As Jennifer notes in her post, the fact that we can sometimes split the effect into intended and unintended effects (i.e., effects we set ourselves to do and effects we didn't set ourselves to do) is essential for much of our life; it's the only way we can function in a world where all sorts of actions are risky, and it follows pretty directly from the fact that we use means for ends.

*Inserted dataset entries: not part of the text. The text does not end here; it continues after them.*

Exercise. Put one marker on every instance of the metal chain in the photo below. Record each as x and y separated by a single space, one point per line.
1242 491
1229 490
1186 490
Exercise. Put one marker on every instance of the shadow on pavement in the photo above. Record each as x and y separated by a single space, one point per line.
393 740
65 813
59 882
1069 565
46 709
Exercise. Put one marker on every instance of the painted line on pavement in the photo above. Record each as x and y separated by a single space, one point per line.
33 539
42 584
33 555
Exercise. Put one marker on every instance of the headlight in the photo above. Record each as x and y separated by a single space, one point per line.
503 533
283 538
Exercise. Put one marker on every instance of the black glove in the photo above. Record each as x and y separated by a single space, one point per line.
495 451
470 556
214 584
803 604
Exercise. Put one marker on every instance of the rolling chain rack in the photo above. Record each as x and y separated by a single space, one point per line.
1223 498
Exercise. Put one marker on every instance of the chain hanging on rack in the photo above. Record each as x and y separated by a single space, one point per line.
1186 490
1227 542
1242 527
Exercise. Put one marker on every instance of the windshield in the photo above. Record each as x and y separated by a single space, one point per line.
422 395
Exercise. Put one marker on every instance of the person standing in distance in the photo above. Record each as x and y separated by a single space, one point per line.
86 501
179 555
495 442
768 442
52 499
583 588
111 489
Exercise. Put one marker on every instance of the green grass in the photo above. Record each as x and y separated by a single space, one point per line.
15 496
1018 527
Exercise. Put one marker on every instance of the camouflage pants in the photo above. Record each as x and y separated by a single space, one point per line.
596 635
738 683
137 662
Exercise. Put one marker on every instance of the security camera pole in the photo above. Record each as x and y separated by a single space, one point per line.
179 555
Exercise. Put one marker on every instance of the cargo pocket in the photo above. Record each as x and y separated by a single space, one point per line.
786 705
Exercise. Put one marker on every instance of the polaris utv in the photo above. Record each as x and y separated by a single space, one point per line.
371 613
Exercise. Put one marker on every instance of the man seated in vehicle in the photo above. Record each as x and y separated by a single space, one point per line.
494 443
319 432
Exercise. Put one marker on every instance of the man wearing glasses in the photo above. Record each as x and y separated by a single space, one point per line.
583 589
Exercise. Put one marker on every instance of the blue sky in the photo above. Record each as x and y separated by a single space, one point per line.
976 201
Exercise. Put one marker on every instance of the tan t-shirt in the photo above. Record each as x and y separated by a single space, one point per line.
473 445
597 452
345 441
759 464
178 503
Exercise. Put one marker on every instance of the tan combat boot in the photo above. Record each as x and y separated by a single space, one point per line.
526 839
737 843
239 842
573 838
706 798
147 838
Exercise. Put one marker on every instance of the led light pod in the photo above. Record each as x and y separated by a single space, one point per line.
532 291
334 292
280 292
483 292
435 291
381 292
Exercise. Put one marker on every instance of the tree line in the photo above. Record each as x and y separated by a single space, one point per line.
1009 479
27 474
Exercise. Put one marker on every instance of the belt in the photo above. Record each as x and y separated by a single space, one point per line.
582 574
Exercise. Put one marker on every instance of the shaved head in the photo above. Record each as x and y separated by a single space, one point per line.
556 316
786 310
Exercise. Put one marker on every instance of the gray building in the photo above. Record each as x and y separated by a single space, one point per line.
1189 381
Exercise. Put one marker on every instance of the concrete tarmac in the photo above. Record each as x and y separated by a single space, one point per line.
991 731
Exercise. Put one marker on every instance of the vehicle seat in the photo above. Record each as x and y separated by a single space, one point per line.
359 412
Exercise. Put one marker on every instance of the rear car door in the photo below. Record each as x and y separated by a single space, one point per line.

As Jennifer also notes, the principle of double effect doesn't have much room to work in most cases of lying or deception: we are usually doing exactly what we've set ourselves to do. There are cases of deception where it would still apply: for instance, if I say something to someone knowing that (given their background) there's a real chance they could seriously misunderstand, but my reasons for saying it anyway are still good. In such a case I'm not aiming at deceiving them at all; it's just that it's a risk. But in general, no. And in the case of lying, it can only work at all if we already know that lying is sometimes an acceptable means to an end. There are actually cases, as Jennifer suggests, where a kind of deception can be an acceptable means to an end -- these kinds of deception are governed by considerations of what people have a right to know. A lot of basic security features will make use of deception in this sense, by setting up decoys, dummies, and the like that will trip up people who don't have a way to distinguish them from the real thing. But double effect couldn't tell us whether lying is right as a means to a goal, because that's not the principle of double effect does. It presupposes what is right or wrong; what it does is tell us that we can sometimes distinguish effects that we don't will from effects that we do, and that only the former are relevant to deciding whether our action was one kind of action or another. When we know that, we can give specific reasons why killing someone in self-defense is not murder or serious negligence. But it's only because saving your life is a good action on its own that it does so.